As is common when this White House confronts a serious problem, management was quickly taken over by Mr. Rove and a group of associates including Mr. Bartlett. Neither man responded to requests for comment.
Then we have a guy running FEMA whose only qualification was rooming with one of Bush's politically connected buddies in college and being a failed commissioner of the International Arabian Horse Association; a Homeland Security Director who refuses to believe there are thousands of abandoned refugees at the New Orleans convention center, even though it's top news on T.V. and radio across the country. I probably shouldn't be too hard on them. After all, the DHS website says that they've saved 17,000 lives. I can't tell how they're figuring, but if they say so, it's good enough for me.

On the other hand, some of the press seems to be growing cajones. Evolution or intelligent design, I don't know, but I did love this Tim Russert exchange with Homeland Security Chief Michael Chertoff:
MR. RUSSERT: People were stunned by a comment the president of the United States made on Wednesday, Mr.
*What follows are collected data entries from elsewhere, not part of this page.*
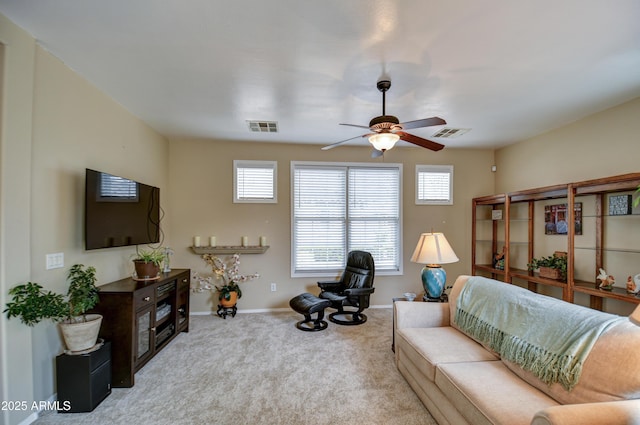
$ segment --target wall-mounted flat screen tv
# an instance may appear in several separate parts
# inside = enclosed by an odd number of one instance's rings
[[[85,248],[158,243],[160,189],[86,170]]]

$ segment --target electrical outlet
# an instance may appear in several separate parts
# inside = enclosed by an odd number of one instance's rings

Secretary. He said, "I don't think anyone anticipated the breach of the levees." How could the president be so wrong, be so misinformed?
The amazing thing is looking at how Presidents responded in recent history. Every single one before this one: that would be Clinton, Bush I, and even Nixon launched the federal government into immediate action before the major hurricanes hit and personally supervised the aftermath. Whereas we (or should I say the Alabama, Mississippi and New Orleans) get photo ops, stage-managed events and this:

Can we survive three and a half more years of this?

Oh, wait, almost forgot about the depressing Labor Day labor news:
"Wal-Mart provides a chilling example of the damage that low-wage, non-union corporations can wreak, and their business model is going to set the standards for our children unless we do something now," Andrew L. Stern, president of the Service Employees International Union (SEIU), wrote in 2004. "Wal-Mart is the sewer pipe through which good jobs are being flushed."

But a major rift in the AFL-CIO that produced two warring camps in late July has almost certainly derailed that mission and threatened other important labor initiatives. And on Labor Day, union activists, corporate leaders and officials of both political parties are watching closely to determine whether the nation's largest labor federation will emerge from the split stronger and energized, or divided and weakened

Hat tips for all of this to Susie, BillMon, Frank Shiflett and my wife, who brought me the paper in bed this morning.